国内における小児の原因不明の急性肝炎について 
(第3報) 
2023年2月16日時点の事例報告集計

国立感染症研究所

感染症危機管理研究センター

実地疫学研究センター

感染症疫学センター

 

背景や症例定義、急性肝不全の診断基準などについては「国内における小児の原因不明の急性肝炎について(第1報) 2022年6月23日時点」を参照

要旨

・2023年2月16日までに暫定症例定義を満たす小児の原因不明の急性肝炎の可能性例が156例報告された。肝移植を要した症例が3例報告され、死亡例は1例報告された。

・これまでの報告と同様、症例の発症時期、居住地域、検出された病原体について、特定の傾向は確認されていない。

・アデノウイルス検査陽性例16例のうち、欧米諸国で多く報告されている41型が検出された症例は2例であった。

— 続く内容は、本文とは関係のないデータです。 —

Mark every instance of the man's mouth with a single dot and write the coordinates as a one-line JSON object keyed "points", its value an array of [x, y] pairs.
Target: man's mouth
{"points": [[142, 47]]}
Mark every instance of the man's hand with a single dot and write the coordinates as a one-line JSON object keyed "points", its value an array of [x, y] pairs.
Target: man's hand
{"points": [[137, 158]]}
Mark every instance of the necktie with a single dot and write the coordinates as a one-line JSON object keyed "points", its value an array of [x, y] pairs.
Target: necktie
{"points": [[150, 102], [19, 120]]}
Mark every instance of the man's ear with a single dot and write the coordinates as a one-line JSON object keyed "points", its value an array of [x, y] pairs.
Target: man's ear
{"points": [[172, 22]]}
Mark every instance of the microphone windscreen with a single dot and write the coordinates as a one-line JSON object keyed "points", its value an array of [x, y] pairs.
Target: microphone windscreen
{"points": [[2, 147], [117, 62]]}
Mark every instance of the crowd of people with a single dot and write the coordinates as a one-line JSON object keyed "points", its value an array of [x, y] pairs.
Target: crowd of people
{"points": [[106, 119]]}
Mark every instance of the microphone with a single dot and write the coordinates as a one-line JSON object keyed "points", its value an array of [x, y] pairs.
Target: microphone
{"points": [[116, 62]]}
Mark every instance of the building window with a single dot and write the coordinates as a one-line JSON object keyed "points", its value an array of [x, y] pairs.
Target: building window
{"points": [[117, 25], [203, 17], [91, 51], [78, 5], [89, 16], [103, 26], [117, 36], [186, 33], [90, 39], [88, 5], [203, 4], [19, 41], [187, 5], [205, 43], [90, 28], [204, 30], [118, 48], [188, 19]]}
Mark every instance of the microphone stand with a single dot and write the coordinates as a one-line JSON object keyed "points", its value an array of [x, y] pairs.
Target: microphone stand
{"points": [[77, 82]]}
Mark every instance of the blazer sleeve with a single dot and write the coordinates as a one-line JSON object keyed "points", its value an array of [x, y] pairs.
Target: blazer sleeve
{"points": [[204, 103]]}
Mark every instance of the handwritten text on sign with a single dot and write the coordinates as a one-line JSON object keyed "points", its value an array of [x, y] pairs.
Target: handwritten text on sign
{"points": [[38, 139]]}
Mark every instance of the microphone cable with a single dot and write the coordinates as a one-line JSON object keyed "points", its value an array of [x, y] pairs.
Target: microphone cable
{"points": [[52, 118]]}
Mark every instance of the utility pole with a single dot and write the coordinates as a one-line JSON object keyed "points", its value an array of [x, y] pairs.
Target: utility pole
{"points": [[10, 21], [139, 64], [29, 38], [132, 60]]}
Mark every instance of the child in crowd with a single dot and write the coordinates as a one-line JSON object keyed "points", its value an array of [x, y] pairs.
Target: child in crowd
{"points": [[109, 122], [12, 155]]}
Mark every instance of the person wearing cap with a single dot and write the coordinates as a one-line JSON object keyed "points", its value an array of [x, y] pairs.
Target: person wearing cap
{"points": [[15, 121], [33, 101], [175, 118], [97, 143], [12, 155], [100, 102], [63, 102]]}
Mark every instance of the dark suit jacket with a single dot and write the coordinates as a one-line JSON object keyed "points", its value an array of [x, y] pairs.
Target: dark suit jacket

・アデノウイルスを含め関連する感染症発生動向調査においても特段の懸念のある動向は見られていない。

小児の原因不明の急性肝炎報告例の概要

厚生労働省(および国立感染症研究所)の調査における暫定症例定義を満たす可能性例は、2023年2月16日(第7週)までに、国内で156例報告された。原因となる病原体、発症の時期については明らかな傾向は認められていない。また、症例は全国から報告されており、地域的な偏りはみられていない。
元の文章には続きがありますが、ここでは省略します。